The piggery is run by Takamoa Theological College students under the leadership of principal Reverend Iana Aitau. NES officer Phillip Strickland says Rev Aitau has also given the undertaking that the Theological College will clean up the acre or so of land on which the piggery is situated.
The decision to shut down the piggery came yesterday after a meeting of NES, Public Health officials and Rev Aitau that was sparked off by a complaint from a local resident.
It’s believed the piggery, located alongside Turangi stream, has been operating commercially since late last year.
A gushing tap inside the covered, concreted piggery kept raw sewerage flowing directly out and accumulating in a pond covering about quarter of an acre. The appalling liquid mass then discharges directly into Turangi stream. The stench in the area is sickening.
At the inland side of the piggery a rudimentary drain has been dug into the ground which also leads to the stream – raw sewerage is running into the stream at this point as well.
Also of huge concern are two substantial piles of tyre wires that the Theological College has amassed after months of burning hundreds of rubber tyres to heat two huge pots of water to clean slaughtered pigs.
Next to the are umu, alongside firewood is another pile of rubber tyres ready for burning. At 9 am yesterday morning tyres were still smouldering after pigs were slaughtered and cleaned the day before.
The piggery is also operating a commercial abattoir in an open, unconcreted area using two wooden benches. Two filthy large metal containers are used to clean pig carcasses. It couldn’t be established with Public Health whether the college was certified to prepare carcasses for sale.
Before relocating to Turangi, the Theological College operated a commercial piggery in Takamoa.
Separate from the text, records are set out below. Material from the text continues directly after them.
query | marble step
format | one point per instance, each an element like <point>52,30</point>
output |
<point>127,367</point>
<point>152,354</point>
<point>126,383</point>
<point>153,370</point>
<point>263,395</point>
It ran into serious trouble when it was discovered to be in breach of a number of environmental and health issues at the time. Cook Islands News was told the college was directed to shut down that operation. Strickland said NES wrote to Rev Aitau advising him to improve the standard of the Turangi piggery and giving him one month from September 10 to remedy the situation. Site inspections this week confirmed the college has done nothing to rectify environment and health breaches. Strickland says NES prefers to try and reason with people who may be breaking environmental laws and give them time to remedy the situation rather than being “aggressive”
“We don’t go straight and prosecute.”
Discharging raw effluent into streams and burning tyres are offences under Cook Islands law.
Three public health officers visited the piggery site yesterday. One told this reporter he had been instructed not to say anything to the media. He also said a letter of complaint about the piggery should be written to the Public Health department by this reporter so it could be followed through.
Rather than inspecting the site to note the many violations, one officer stared at the pigs and the other stood next to the are umu with his hands in his pockets for the entire 15 minutes.
The third officer walked along the back road taking photos of the operation.
Not one went through the piggery and surrounding area or inspected the area where raw sewerage is discharging into the stream.
Effluent from piggeries is known to be a source affecting nutrient levels in Muri lagoon which have been confirmed to be over the critical limit for a healthy coral reef.